Oglebay Institute Presents ‘Dancing Wheels’ Class
WHEELING — It was the inspiration of Mr. Fred Rogers and his special television neighborhood that led to a dance class for those in wheelchairs Monday night in Wheeling.
Members of the Dancing Wheels Company of Cleveland provided the instruction during a “dance and movement workshop” class at the Oglebay Institute School of Dance.
It was open to both standing dancers and those in wheelchairs.
Cheryl Pompeo, director of the Oglebay Institute School of Dance, said dancers in wheelchairs first captivated her as a child as she watched an episode of Mr. Rogers Neighborhood.
“They danced with the Joffrey Ballet … I was just a child but I was just in love with them,” she said. “I have always been fascinated and in love with how they can coordinate dancers who are standable with those who are in wheelchairs, and they do the most beautiful choreography.”
A couple of years back she saw an advertisement for the Dancing Wheels Company of Cleveland Ohio, and remembered the troupe. She visited the city, and decided to visit their studio to see if by any chance they toured and could make a visit to the Wheeling area.
She learned they do tour.
The Oglebay Institute School of Dance next received a grant from the National Endowment for the Arts that made it possible to bring the Dancing Wheels Company to the Northern Panhandle.

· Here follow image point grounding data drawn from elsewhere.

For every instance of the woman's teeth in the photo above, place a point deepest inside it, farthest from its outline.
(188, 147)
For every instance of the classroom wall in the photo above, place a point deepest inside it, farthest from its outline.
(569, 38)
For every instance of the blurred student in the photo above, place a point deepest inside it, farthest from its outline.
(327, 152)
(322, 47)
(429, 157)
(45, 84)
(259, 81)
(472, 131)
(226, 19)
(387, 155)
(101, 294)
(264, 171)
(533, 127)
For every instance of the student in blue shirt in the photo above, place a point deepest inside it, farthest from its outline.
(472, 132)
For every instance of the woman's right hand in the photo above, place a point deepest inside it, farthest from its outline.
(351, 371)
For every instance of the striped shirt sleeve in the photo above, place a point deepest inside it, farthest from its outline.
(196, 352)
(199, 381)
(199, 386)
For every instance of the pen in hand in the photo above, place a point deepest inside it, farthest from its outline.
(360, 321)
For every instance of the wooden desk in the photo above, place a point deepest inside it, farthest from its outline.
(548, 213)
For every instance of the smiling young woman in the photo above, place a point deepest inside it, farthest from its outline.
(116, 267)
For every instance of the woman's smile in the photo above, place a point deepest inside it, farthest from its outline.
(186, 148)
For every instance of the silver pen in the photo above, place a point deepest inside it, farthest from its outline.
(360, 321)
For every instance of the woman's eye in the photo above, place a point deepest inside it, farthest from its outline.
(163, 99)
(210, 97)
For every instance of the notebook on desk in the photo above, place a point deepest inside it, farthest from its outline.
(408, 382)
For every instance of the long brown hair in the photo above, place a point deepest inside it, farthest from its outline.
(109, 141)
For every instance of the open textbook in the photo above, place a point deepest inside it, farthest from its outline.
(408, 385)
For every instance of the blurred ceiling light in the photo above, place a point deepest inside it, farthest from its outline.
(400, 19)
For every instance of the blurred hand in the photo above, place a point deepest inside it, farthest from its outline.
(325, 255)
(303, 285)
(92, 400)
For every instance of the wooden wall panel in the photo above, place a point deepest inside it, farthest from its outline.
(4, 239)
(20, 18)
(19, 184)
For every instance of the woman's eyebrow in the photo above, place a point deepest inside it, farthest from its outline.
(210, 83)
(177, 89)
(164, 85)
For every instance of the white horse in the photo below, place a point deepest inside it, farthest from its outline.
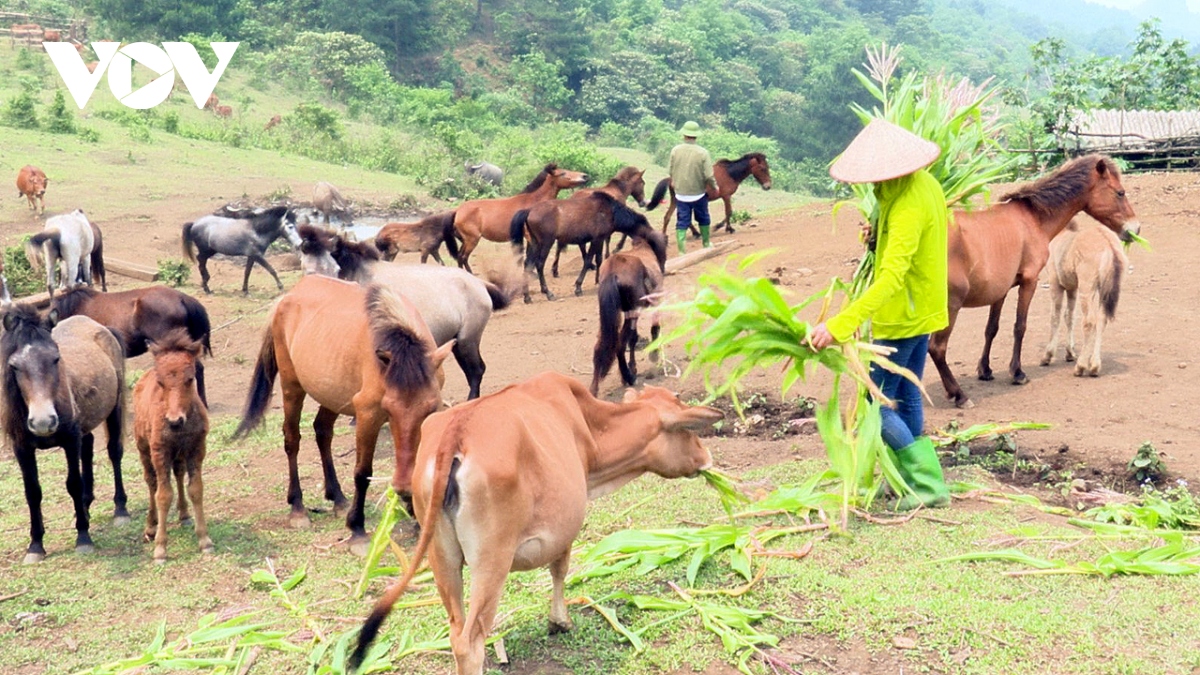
(66, 238)
(1086, 262)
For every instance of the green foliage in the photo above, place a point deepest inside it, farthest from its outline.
(1146, 465)
(22, 278)
(21, 111)
(173, 272)
(59, 119)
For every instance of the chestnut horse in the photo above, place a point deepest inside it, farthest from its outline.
(490, 219)
(363, 352)
(142, 316)
(629, 282)
(1007, 245)
(171, 425)
(628, 183)
(729, 174)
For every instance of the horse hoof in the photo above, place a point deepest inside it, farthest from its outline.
(360, 544)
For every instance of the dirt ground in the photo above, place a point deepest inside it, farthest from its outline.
(1144, 394)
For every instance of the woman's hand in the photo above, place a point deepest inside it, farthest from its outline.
(820, 338)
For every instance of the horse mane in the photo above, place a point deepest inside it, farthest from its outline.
(23, 326)
(1050, 193)
(540, 178)
(71, 303)
(409, 368)
(739, 168)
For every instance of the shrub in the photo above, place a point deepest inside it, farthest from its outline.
(174, 272)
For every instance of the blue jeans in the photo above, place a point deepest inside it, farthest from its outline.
(904, 423)
(685, 209)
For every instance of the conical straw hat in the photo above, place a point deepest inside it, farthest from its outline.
(882, 151)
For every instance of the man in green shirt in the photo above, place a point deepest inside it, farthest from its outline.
(907, 298)
(691, 174)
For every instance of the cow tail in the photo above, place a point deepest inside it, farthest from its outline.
(187, 242)
(660, 192)
(262, 383)
(443, 466)
(610, 318)
(34, 248)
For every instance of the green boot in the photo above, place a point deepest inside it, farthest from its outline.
(923, 472)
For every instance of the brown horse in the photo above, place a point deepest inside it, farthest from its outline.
(424, 237)
(142, 316)
(729, 174)
(59, 386)
(1007, 245)
(363, 352)
(491, 219)
(629, 282)
(1087, 263)
(628, 183)
(171, 425)
(592, 219)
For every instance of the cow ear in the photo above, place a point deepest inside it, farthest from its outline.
(693, 419)
(442, 352)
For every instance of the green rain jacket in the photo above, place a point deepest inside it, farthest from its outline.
(909, 294)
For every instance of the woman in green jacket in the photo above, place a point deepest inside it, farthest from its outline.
(907, 299)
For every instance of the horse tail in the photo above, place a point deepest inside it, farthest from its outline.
(444, 487)
(1111, 269)
(450, 236)
(35, 245)
(187, 242)
(660, 192)
(610, 322)
(262, 383)
(196, 318)
(516, 231)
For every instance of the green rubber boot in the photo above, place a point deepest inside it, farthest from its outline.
(923, 472)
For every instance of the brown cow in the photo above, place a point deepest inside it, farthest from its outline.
(31, 184)
(502, 483)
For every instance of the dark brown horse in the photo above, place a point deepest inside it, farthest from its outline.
(59, 386)
(629, 282)
(424, 237)
(363, 352)
(628, 183)
(171, 425)
(730, 174)
(142, 316)
(586, 221)
(491, 219)
(1007, 245)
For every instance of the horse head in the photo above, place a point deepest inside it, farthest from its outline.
(1107, 201)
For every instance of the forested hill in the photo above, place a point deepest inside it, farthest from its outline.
(778, 70)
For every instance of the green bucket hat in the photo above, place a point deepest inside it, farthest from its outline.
(690, 129)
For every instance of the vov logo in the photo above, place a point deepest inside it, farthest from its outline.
(118, 61)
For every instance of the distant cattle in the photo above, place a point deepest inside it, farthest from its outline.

They first came to John Marshall High School last fall for an anti-bigotry presentation titled “Daring to Be Dumbo.”
On Monday, Sara Lawrence-Sucato, director of outreach and community engagement with the Dancing Wheels Company, came to Wheeling for the dance workshop at Oglebay Institute. She brought with her professional sit-down dancer Craig Sams III.
Lawrence-Sucato — who is a standing dancer — has been with the dance company for 15 years. She has served also as a teacher and as a rehearsal director for the last 10 years.
“I started being involved with Dancing Wheels because growing up as a dancer, I wanted to stay with something I was passionate about,” Lawrence-Sucato said. “I was able to make it my career, and I feel a sense of giving back to the community through the work that I do. It makes it very meaningful to me.”
Sams, a sit-down dancer in a wheelchair, was a guest artist for Dancing Wheels for four years before officially joining the company last year.
“I’ve been a performer all my life,” he said. “I am a singer, songwriter and dancer.
“I love being able to express myself in every way possible.”
Sams could be seen stretching out his athletic form prior to the class, reaching to the floor and tipping his wheelchair from side to side, then tilting backward in the chair.
The wheelchairs used by sit-down dancers are made of a lighter aluminum than standard wheelchairs, the dancers explained.
The Oglebay Institute School of Dance regularly offers a DanceAbility class for those with special needs. Many of the participants have autism or have physical disabilities, according to Pompeo.
“Dancers are dancers,” she said. “It doesn’t matter. We are very inclusive. As long as you have the love and desire to dance, you can dance.”